This has been my stance for years, but I am open to be persuaded why this is a terrible practice that will lead to kitten murder.
I saw someone else give a similar reasoning that if there were a booting error, they would never assume it was a rootkit, but some breakage between all of the booting cruft. I certainly lack any expertise to understand what happens during boot to be able to diagnose problems.
My stance is similar: I insist that any computer I use to run my main OS uses the CSM (Compatibility Support Module) method of booting. This effectively eliminates UEFI's role completely after control is handed to the bootloader, using the pre-UEFI boot method of locating the first sector of the boot device and executing that.
As a user, I see very little benefit to using UEFI.
I have a concern that if I find malware or suspicious activity on a system, when I report it through Virus Total or another channel I won't be believed if secure boot is disabled and that appears in the logs. Or if another threat actor got in during the brief period it was disabled and invalidated the audit trail.

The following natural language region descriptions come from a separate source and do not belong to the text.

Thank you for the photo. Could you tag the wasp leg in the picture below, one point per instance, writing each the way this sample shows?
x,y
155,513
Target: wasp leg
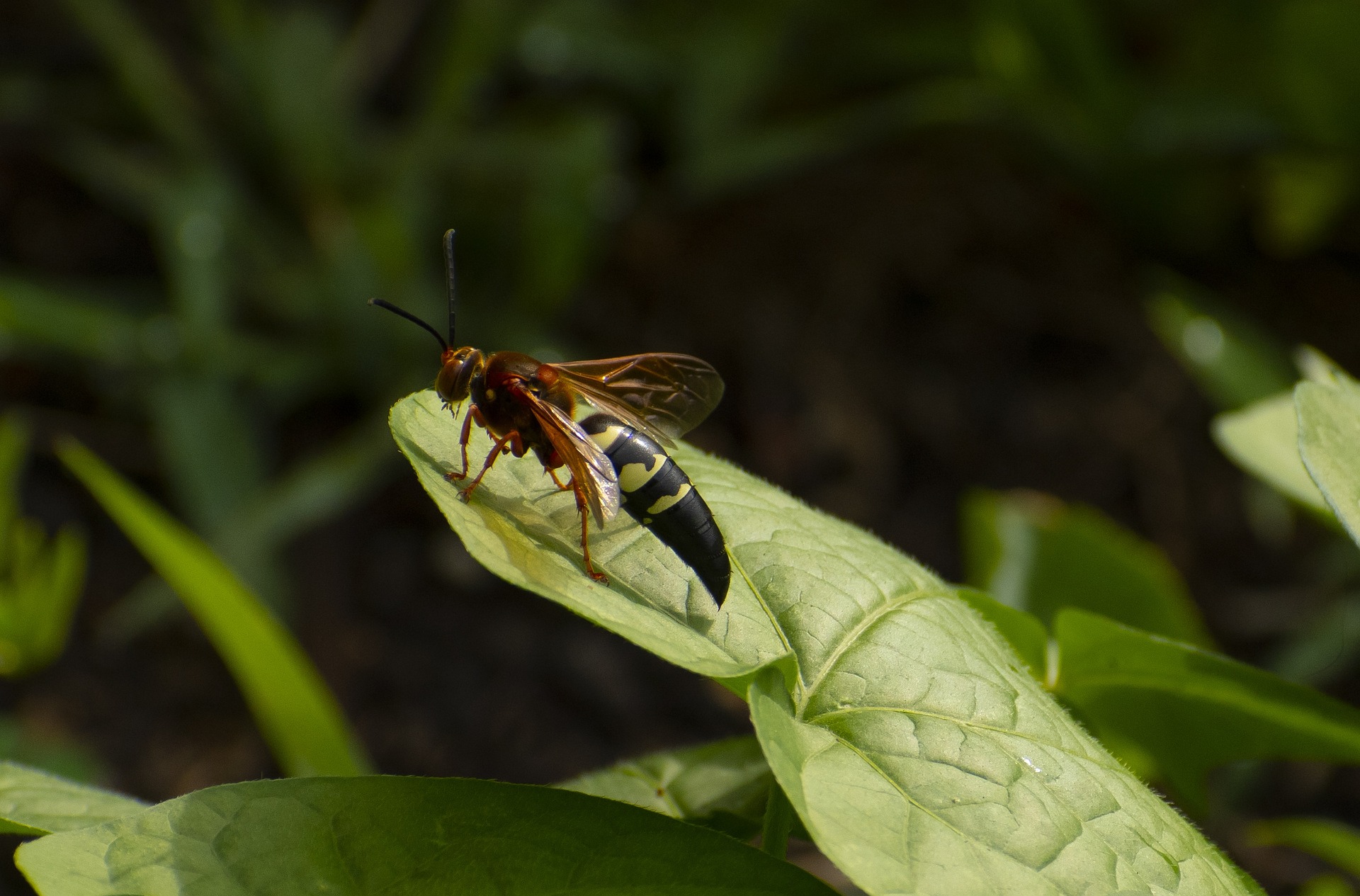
x,y
497,450
585,543
463,441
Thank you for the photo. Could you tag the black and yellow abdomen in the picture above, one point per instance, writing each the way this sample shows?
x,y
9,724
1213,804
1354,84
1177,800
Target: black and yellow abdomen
x,y
657,494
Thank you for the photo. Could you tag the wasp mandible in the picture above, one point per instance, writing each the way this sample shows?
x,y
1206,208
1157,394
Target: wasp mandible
x,y
615,456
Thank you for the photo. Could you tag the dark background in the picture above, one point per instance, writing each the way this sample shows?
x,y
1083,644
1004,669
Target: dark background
x,y
902,310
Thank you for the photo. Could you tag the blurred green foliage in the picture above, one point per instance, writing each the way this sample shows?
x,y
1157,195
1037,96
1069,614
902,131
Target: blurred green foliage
x,y
290,161
1037,554
41,578
294,709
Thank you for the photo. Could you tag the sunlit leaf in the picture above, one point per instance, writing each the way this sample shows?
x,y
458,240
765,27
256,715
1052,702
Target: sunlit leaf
x,y
1193,710
1264,441
295,711
35,803
916,745
402,837
1329,434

"We won't accept any reports because your secure boot chain is too short." To put it bluntly and crudely. Not to dismiss a very real and important real-life issue.
I've lost people I love in my life over similar things. I don't want to be in a similar situation in other Walks or Paths of life.

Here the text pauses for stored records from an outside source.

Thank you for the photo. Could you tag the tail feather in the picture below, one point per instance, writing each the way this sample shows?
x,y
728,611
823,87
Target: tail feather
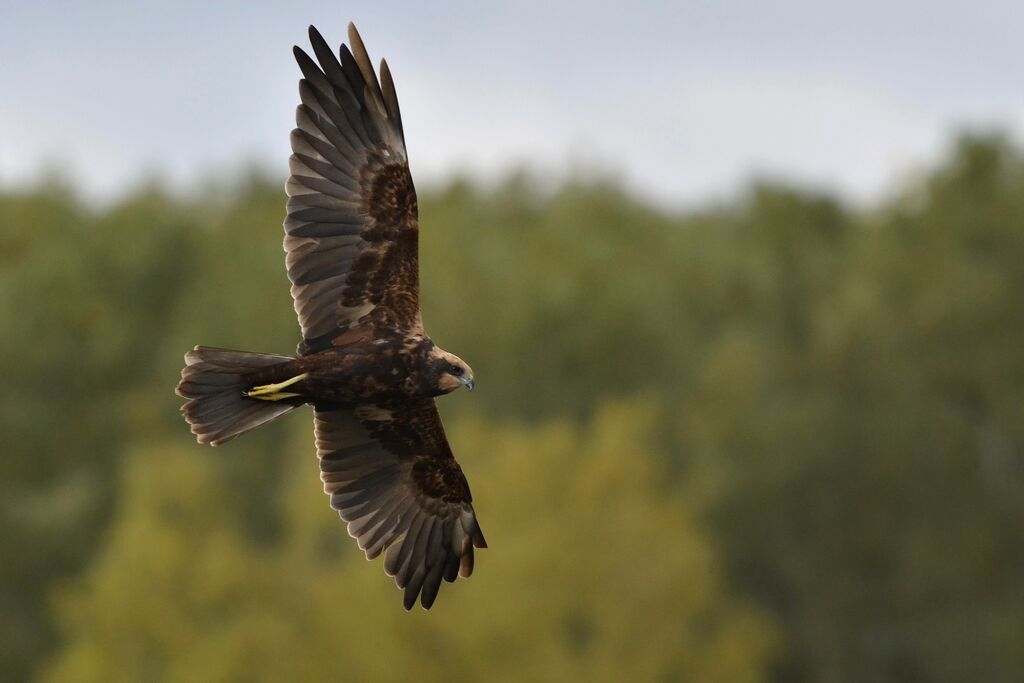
x,y
214,381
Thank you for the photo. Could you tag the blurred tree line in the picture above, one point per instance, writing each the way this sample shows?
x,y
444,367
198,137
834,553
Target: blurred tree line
x,y
778,438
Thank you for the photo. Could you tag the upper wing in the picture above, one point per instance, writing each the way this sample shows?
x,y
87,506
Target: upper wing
x,y
351,232
391,475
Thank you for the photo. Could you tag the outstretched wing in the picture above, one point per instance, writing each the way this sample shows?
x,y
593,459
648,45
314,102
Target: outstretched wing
x,y
391,475
351,232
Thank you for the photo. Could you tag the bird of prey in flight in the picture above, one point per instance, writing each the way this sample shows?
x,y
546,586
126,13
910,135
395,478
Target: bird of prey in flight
x,y
365,365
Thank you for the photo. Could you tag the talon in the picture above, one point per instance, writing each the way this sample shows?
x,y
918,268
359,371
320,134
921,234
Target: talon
x,y
273,391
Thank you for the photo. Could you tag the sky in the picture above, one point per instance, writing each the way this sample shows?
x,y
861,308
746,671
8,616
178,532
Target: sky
x,y
683,101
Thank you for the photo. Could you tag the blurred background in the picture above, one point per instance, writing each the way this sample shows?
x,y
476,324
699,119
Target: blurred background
x,y
740,284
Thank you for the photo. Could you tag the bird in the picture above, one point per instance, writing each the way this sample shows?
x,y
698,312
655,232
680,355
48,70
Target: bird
x,y
366,364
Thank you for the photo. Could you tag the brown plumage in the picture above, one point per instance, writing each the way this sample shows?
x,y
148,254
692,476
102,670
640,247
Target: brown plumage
x,y
365,363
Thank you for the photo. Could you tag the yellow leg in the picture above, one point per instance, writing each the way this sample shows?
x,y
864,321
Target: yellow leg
x,y
273,391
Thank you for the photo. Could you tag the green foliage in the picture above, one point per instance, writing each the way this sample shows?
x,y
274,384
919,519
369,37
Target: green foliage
x,y
775,438
600,577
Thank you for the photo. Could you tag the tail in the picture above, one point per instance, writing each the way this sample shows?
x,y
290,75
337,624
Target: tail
x,y
214,381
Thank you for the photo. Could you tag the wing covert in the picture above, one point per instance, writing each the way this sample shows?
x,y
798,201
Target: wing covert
x,y
392,477
351,235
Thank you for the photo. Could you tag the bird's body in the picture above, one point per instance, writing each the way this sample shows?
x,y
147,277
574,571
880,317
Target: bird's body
x,y
365,364
393,369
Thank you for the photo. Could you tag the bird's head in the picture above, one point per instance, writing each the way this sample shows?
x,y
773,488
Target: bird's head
x,y
451,372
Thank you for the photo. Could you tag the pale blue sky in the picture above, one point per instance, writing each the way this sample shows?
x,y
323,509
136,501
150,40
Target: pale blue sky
x,y
683,100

It's a powerful incentive mechanism. Even if you're believed in the end how long did it take? How old? And now that difficult thing becomes a talking point when you just wanted to build.

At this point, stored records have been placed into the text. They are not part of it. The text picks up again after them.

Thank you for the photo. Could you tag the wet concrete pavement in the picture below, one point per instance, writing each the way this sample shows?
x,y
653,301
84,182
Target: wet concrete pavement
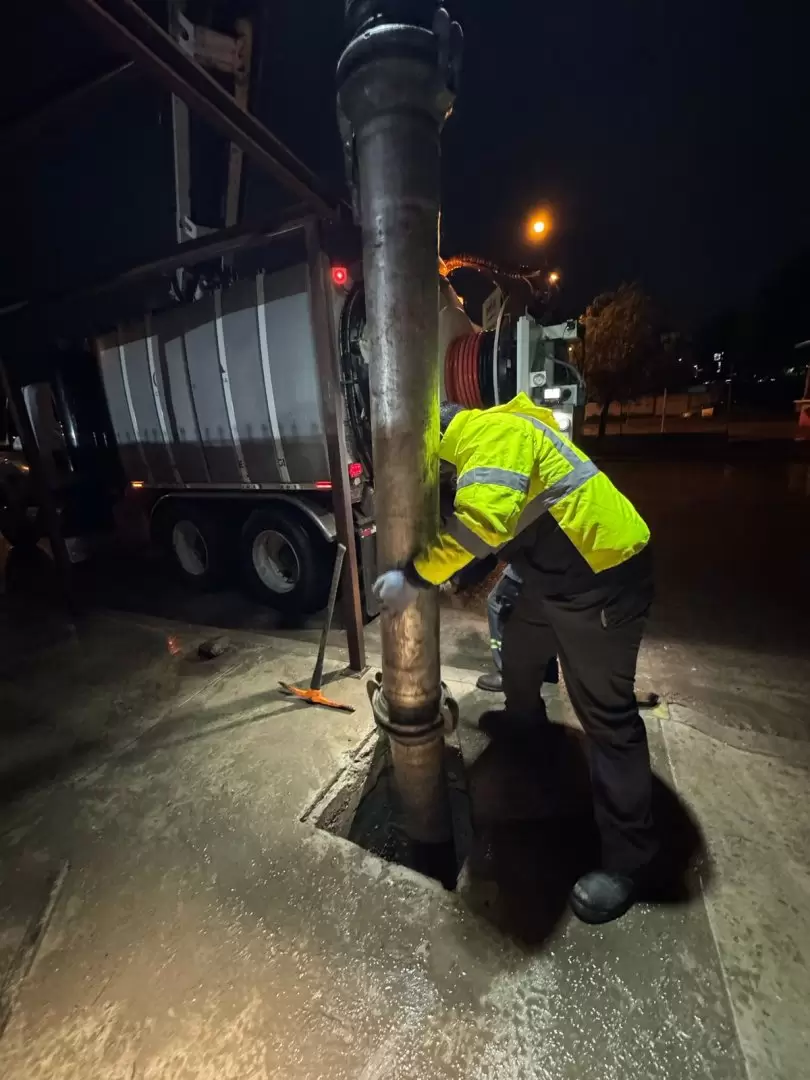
x,y
203,930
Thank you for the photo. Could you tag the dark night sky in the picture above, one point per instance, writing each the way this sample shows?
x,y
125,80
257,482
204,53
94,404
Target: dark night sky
x,y
671,140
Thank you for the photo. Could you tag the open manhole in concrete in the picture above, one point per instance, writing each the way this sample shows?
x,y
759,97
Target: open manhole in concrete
x,y
362,805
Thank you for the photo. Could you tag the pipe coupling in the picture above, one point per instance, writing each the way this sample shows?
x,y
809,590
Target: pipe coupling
x,y
444,723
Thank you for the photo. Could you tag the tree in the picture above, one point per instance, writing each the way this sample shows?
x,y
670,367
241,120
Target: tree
x,y
620,346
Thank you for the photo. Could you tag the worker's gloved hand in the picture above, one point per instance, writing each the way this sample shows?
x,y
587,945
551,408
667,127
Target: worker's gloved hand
x,y
394,592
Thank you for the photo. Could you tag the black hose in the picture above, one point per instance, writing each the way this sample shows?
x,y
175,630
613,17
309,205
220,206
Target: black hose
x,y
493,269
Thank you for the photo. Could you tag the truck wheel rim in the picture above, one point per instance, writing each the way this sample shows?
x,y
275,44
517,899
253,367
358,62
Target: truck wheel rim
x,y
190,549
275,561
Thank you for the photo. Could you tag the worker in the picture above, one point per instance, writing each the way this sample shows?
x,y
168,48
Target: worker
x,y
526,491
500,603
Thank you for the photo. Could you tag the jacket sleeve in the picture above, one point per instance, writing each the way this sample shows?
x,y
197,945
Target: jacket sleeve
x,y
490,496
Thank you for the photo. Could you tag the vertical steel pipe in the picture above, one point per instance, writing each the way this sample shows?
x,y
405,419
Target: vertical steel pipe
x,y
395,90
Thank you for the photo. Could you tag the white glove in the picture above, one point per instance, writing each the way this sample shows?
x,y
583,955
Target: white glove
x,y
394,592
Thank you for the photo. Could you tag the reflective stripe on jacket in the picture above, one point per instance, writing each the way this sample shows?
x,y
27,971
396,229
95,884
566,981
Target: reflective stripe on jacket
x,y
514,464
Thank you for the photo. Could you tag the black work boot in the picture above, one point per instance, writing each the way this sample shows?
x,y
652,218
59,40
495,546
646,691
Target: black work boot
x,y
491,682
603,895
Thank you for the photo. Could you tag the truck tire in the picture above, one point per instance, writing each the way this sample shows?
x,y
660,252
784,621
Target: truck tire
x,y
284,563
194,543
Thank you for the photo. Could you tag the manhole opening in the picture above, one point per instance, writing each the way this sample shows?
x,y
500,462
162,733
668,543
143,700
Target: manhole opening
x,y
362,805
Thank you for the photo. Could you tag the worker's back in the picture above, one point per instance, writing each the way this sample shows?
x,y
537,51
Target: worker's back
x,y
576,524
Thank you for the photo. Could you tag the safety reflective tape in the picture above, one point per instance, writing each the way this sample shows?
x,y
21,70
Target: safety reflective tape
x,y
504,477
468,539
581,472
555,439
554,493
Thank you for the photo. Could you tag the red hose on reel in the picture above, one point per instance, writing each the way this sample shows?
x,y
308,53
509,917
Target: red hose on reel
x,y
461,370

You could if you want to, but if your distribution provides a UEFI bootloader (shim / grub / systemd-boot / whatever) signed by the default MS-trusted cert, or you're willing to set up everything yourself with your own certs, it doesn't hurt to enable it either (except when an incident like this happens).
The Mint forums pretty much tell everyone to blanket disable secure boot because nobody seems to know how to make it work, certainly not well enough to explain it to a beginner.
I accidentally checked "install media codecs" on the Mint installation which requires secure boot. Didn't think much of it but something went wrong later on in the setup causing a restart. Well, it left the secure boot stuff in a weird state and forced me to reset the CMOS because nothing was working or booting.
Yeah I thought Red Hat fought to get their keys installed in there, too. Which is why Fedora and RHEL (and derivatives like CentOS or Rocky) work alright OOTB
I installed Linux on a new laptop yesterday, and couldn't get either NixOS or Debian to install until I turned off secure boot. So I guess these distros don't bother getting every release signed by Microsoft.
At least it was easy to turn off. I just wish the error message mentioned Secure Boot -- it took me a few minutes to figure out what was wrong. At first I thought I had a corrupt USB stick or something.
There are two separate Secure Boot keys Microsoft uses: one which they use to sign Windows, and another which they use to sign everything else (the "Microsoft 3rd Party UEFI CA"). AFAIK, some recent laptops with Windows preinstalled come by the default with the second one disabled in the BIOS (it's a new Microsoft requirement). To install Linux on these laptops without disabling Secure Boot, you have to go into the BIOS and enable that key.
Most mainstream distros work fine with secure boot still enabled. You can disable it if you want, but if you use Bitlocker, disabling secure boot will require you to enter the recovery key, which is a massive pain.
You can always disable secure boot if you want to, but in this case installing the patches released two years ago would probably be a better fix.